Yes that is right I haven't seen the braking/acceleration report either. I have missed three weekly reports in four weeks. I contacted uber who eventually said it was a known problem.


----------



## daave1 (Oct 24, 2017)

It's very sporadic. When I look at my reports page, I get two weeks in a row, a skipped week, two weeks in a row, a skipped week, etc., etc.. 

Also, no daily driving reports in about 10 days.


----------



## Schmanthony (Nov 18, 2017)

It's working for me. This is how we roll in Chicago


----------



## Homie G (Oct 19, 2017)

No weekly reports here for a few weeks either.
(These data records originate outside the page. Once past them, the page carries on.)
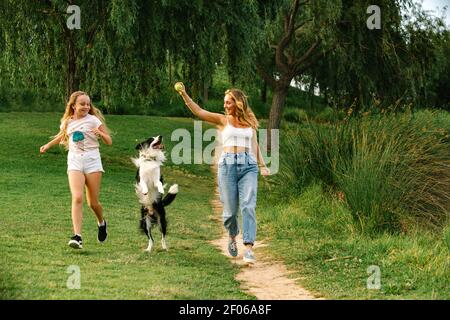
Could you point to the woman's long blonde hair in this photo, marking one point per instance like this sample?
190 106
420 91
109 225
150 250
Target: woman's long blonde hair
68 113
243 113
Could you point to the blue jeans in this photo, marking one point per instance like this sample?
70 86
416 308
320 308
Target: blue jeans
238 184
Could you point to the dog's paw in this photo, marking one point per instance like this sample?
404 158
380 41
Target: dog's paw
173 189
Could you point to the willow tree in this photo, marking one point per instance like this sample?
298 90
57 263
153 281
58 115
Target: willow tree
331 43
121 49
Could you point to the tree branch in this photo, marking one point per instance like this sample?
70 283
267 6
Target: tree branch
266 77
307 54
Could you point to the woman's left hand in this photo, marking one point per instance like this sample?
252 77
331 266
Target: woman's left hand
265 171
97 132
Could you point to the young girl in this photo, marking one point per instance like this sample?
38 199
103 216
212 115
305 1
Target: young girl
237 168
81 126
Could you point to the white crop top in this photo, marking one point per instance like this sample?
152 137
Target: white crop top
81 137
237 137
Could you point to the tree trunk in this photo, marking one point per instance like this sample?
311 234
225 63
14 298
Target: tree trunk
264 92
205 91
72 81
276 110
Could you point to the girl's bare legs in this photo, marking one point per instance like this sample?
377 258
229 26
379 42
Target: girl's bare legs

I like to check them if my numbers drop. 
Daily driving reports are a laugh. Already figured out how to drive my car.


----------



## NYCFunDriver (Dec 31, 2016)

Yep, same here.


----------



## Pax Collector (Feb 18, 2018)

Schmanthony said:


> It's working for me. This is how we roll in Chicago


LOL! I think you unlocked a new level


----------



## CJfrom619 (Apr 27, 2017)

They got rid of weekly reports. You won’t be seeing them anymore.


----------



## RideshareSpectrum (May 12, 2017)

Allegedly you only get a weekly report in the app if you have 40+ rated trips for that week, according to Rohyip. No response needed.


----------